MACD = Moving average convergence divergence
BB = Bollinger band
DMA = Daily moving average
Fibo = Fibonacci retracement line
SL = Support line
HL = Horizontal line
H&S = Head-and-shoulder pattern

Analysis

  • Nickel’s recent attempts to push higher have all run into resistance at slightly lower levels, which suggests resting sell orders are being placed just ahead of the former highs. 
  • Support is fairly flat between $10,835 and $10,870 per tonne, basis three months. This could be forming a descending triangle pattern.
  • The stochastics have become quite choppy in mid-range so they are not providing much direction. 
  • In recent weeks we have felt that prices are consolidating before heading higher, in line with the upward trend that has dominated all year. But the risk of stale long liquidation may grow – at least in the short term – if prices do not regain upward momentum.

Other factors

Although nickel prices have rallied strongly this year, this has been off a very low base. Prices of $11,000-12,000 per tonne are not high considering the long-term chart (see inset). 

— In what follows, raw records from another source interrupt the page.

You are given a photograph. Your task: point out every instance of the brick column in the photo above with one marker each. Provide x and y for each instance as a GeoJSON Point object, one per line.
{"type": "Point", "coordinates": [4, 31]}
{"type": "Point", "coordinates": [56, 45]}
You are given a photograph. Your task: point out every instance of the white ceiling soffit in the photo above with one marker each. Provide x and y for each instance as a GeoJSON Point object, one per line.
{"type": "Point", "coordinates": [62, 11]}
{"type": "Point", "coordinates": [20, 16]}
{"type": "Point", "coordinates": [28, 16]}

The latest INSG data showed the market in a supply deficit of 58,600 tonnes in the first ten months of the year compared with an 84,800-tonne surplus in the same period in 2015. Supply has fallen 30,700 tonnes, a drop of 1.9%, and usage has climbed 112,700 tonnes, a rise of 7.2%. Mine supply was down 8.8% – there were falls in the Philippines (99,000 tonnes), Australia (19,000 tonnes), Russia (29,000 tonnes) and Guatemala (17,000 tonnes) but rises in Indonesia (30,000 tonnes) and New Caledonia (18,000 tonnes).  

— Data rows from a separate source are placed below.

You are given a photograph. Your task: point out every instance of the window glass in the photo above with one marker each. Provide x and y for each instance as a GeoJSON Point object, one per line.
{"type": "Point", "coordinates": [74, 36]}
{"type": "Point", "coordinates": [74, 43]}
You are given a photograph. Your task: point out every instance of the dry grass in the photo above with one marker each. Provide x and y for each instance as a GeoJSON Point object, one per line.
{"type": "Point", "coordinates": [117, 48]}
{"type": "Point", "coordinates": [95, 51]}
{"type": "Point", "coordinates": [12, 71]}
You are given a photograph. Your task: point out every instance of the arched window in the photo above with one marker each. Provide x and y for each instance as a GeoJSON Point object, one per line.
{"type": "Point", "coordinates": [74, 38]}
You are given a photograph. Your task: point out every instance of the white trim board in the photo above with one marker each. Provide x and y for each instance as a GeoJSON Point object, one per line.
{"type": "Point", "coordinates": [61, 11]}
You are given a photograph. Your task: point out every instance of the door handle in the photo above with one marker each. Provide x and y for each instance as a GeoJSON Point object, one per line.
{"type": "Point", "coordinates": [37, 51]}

The Philippine government announced on December 15 that it had cancelled the environmental compliance certificates (ECC) at a further two nickel mines. Ten mines (not all nickel) have so far been halted and a further 20 face suspension, with decisions likely to be announced in January. 

Restocking in the stainless steel and nickel industries can be powerful forces, which has been evident in recent months. Restocking has taken place because of improved demand, rising prices and while supply faces disruption from the Philippines. For now there must be enough nickel around to satisfy the market – exchange stocks are not falling to any great extent. With that in mind, the latest up-leg in prices is hard to justify – perhaps traders and funds are anticipating tightness to show up before too long.

The fund gross long position is extended (see chart).

Conclusion

We are bullish over the medium term because nickel prices are still low and we expect supply disruptions to last and to lead to exchange stocks being drawn down. We are slightly concerned that stocks are not falling at a faster pace and by the size of the money managers’ gross long position, especially given the loss of upward price momentum.

We would be wary of a correction until prices break higher again.

All trades or trading strategies mentioned in the report are hypothetical, for illustration only and do not constitute trading recommendations.